Prompt this to your LLM

Includes role, constraints, two framework variants, and edge cases to handle.

You are a senior frontend engineer building a multi-brand design system.

Goal: A CSS custom property architecture that lets you switch an entire
brand theme by toggling a single data attribute — no JavaScript reloads.

Technical constraints:
- Define brand tokens under [data-brand="name"] attribute selectors.
- Each brand must set at minimum: --brand-accent, --brand-surface,
  --brand-radius, and --brand-text.
- All color values must use oklch() — no hex, rgb, or hsl.
- Components (cards, buttons, headings) reference only token variables,
  never hard-coded colors.
- Custom properties must inherit through the DOM tree so nested
  components pick up the correct brand automatically.

Framework variant (pick one):
A) Vanilla CSS with data-attribute selectors on a wrapper element.
B) React component — accept a "brand" prop that sets the data attribute
   on a wrapper div, with children consuming tokens via CSS.

Edge cases to handle:
- Provide a sensible fallback when no data-brand is set.
- Ensure tokens compose with site-level dark-mode variables.
- Support nesting one brand inside another without token leakage.

Return CSS.

Why this matters in 2026

White-label products and multi-tenant SaaS platforms are everywhere. Instead of shipping separate stylesheets per brand, a single token layer with [data-brand] attribute selectors lets you switch the entire visual identity at the DOM level. This pattern scales from two brands to twenty without build-step complexity or runtime JavaScript.

The logic

Each [data-brand] selector defines a set of custom properties — accent color, surface color, border-radius, and more. Components never reference hard-coded values; they consume var(--brand-accent) and var(--brand-surface) instead. Because CSS custom properties inherit down the DOM tree, wrapping any subtree in a data-brand container automatically re-themes every nested component. The attribute selector has just enough specificity to override defaults without fighting !important rules.
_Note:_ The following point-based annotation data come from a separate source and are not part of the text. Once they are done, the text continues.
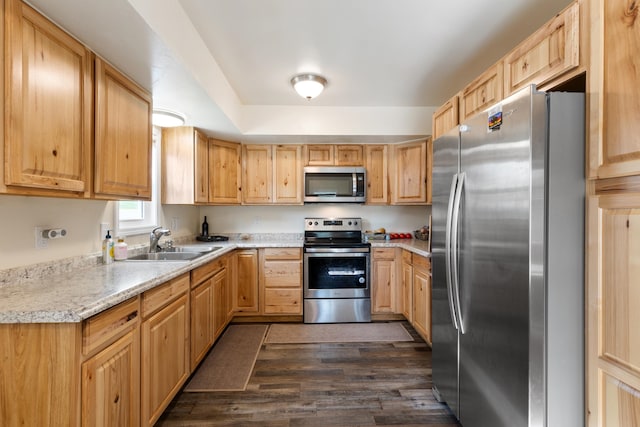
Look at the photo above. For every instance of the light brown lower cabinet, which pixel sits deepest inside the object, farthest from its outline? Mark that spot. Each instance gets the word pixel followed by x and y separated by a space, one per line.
pixel 281 281
pixel 164 362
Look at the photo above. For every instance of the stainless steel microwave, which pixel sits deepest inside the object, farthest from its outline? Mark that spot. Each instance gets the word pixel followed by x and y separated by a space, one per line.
pixel 334 184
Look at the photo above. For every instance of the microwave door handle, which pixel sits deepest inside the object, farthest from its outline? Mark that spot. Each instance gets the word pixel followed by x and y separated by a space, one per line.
pixel 354 188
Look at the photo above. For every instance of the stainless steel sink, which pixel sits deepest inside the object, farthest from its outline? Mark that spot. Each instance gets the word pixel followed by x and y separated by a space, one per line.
pixel 192 248
pixel 167 256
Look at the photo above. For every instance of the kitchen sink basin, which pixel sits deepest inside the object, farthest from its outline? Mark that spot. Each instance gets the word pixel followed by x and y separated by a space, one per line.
pixel 167 256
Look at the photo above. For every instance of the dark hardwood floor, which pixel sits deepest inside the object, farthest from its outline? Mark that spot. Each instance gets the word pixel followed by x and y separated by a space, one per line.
pixel 322 385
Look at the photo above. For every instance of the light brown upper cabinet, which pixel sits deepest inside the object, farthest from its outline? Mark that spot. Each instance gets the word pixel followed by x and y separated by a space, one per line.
pixel 334 155
pixel 377 174
pixel 615 79
pixel 483 92
pixel 185 154
pixel 48 142
pixel 409 177
pixel 549 52
pixel 272 174
pixel 225 172
pixel 445 117
pixel 123 136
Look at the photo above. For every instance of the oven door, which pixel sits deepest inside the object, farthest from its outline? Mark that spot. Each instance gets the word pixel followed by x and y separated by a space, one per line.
pixel 336 273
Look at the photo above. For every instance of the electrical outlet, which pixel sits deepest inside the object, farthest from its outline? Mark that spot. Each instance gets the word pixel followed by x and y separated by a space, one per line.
pixel 104 227
pixel 41 242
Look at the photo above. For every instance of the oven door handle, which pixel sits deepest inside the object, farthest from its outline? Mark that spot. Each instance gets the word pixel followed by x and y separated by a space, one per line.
pixel 345 272
pixel 337 250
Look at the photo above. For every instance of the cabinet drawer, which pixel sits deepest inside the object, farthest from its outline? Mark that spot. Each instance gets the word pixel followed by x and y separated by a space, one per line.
pixel 105 327
pixel 282 253
pixel 282 301
pixel 421 262
pixel 208 270
pixel 282 274
pixel 164 294
pixel 384 253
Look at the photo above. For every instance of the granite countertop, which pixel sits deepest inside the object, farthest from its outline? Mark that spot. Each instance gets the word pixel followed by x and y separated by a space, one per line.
pixel 72 296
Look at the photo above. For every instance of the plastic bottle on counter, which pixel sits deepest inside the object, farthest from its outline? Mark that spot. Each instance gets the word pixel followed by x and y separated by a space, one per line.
pixel 205 227
pixel 107 248
pixel 120 250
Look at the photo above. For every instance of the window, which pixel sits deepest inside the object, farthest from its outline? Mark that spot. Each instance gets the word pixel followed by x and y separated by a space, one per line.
pixel 135 216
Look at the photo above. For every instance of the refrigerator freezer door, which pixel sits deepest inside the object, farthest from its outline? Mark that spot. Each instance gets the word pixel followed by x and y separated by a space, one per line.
pixel 444 333
pixel 494 264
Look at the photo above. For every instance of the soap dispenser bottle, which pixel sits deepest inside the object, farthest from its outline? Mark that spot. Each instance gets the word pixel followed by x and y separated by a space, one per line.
pixel 205 228
pixel 107 248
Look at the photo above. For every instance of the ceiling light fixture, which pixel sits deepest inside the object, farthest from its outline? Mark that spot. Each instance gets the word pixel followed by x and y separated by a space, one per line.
pixel 166 119
pixel 308 85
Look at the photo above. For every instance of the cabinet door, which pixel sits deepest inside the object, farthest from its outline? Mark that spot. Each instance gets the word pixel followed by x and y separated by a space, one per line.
pixel 410 176
pixel 383 285
pixel 407 290
pixel 123 136
pixel 546 54
pixel 349 155
pixel 377 174
pixel 257 183
pixel 111 384
pixel 445 117
pixel 483 92
pixel 287 178
pixel 201 321
pixel 319 155
pixel 245 282
pixel 616 143
pixel 225 172
pixel 422 303
pixel 165 357
pixel 49 120
pixel 201 168
pixel 220 301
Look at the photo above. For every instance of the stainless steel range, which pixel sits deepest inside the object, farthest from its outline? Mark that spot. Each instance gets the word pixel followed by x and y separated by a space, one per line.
pixel 336 271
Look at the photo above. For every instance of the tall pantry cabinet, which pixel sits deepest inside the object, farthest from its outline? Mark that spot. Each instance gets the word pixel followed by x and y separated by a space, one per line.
pixel 613 215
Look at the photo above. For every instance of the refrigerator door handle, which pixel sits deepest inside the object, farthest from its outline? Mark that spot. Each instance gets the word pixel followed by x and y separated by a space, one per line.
pixel 448 253
pixel 455 253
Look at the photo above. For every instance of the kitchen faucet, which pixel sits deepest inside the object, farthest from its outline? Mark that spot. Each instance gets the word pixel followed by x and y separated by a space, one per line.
pixel 155 236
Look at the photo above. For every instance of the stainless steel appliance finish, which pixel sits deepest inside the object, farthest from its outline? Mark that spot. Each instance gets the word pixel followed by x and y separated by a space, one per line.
pixel 334 184
pixel 508 224
pixel 336 271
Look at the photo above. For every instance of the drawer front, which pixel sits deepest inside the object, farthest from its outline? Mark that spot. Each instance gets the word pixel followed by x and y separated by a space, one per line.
pixel 208 270
pixel 162 295
pixel 282 253
pixel 103 328
pixel 384 253
pixel 421 262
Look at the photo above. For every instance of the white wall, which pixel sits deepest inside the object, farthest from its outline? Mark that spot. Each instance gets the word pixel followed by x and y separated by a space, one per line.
pixel 19 215
pixel 289 219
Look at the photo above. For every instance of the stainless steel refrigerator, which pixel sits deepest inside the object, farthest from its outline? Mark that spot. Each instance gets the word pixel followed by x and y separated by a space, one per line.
pixel 508 263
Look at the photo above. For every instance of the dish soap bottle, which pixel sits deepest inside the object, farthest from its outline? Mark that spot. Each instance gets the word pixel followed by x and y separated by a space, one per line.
pixel 205 227
pixel 120 250
pixel 107 249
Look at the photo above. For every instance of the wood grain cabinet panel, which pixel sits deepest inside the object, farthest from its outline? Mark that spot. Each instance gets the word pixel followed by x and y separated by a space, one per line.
pixel 410 174
pixel 376 163
pixel 446 117
pixel 483 92
pixel 225 172
pixel 48 142
pixel 549 52
pixel 617 145
pixel 123 136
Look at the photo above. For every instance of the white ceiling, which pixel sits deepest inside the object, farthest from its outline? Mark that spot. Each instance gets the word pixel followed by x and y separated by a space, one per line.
pixel 226 64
Accessibility & performance

This pattern has zero runtime cost — there is no JavaScript, no class toggling, and no style recalculation beyond the initial cascade. Switching brands is a single attribute change that the browser resolves in one style pass. For accessibility, ensure each brand palette meets WCAG contrast ratios; oklch() makes this straightforward because lightness is the first channel, so you can verify contrast by comparing L values directly.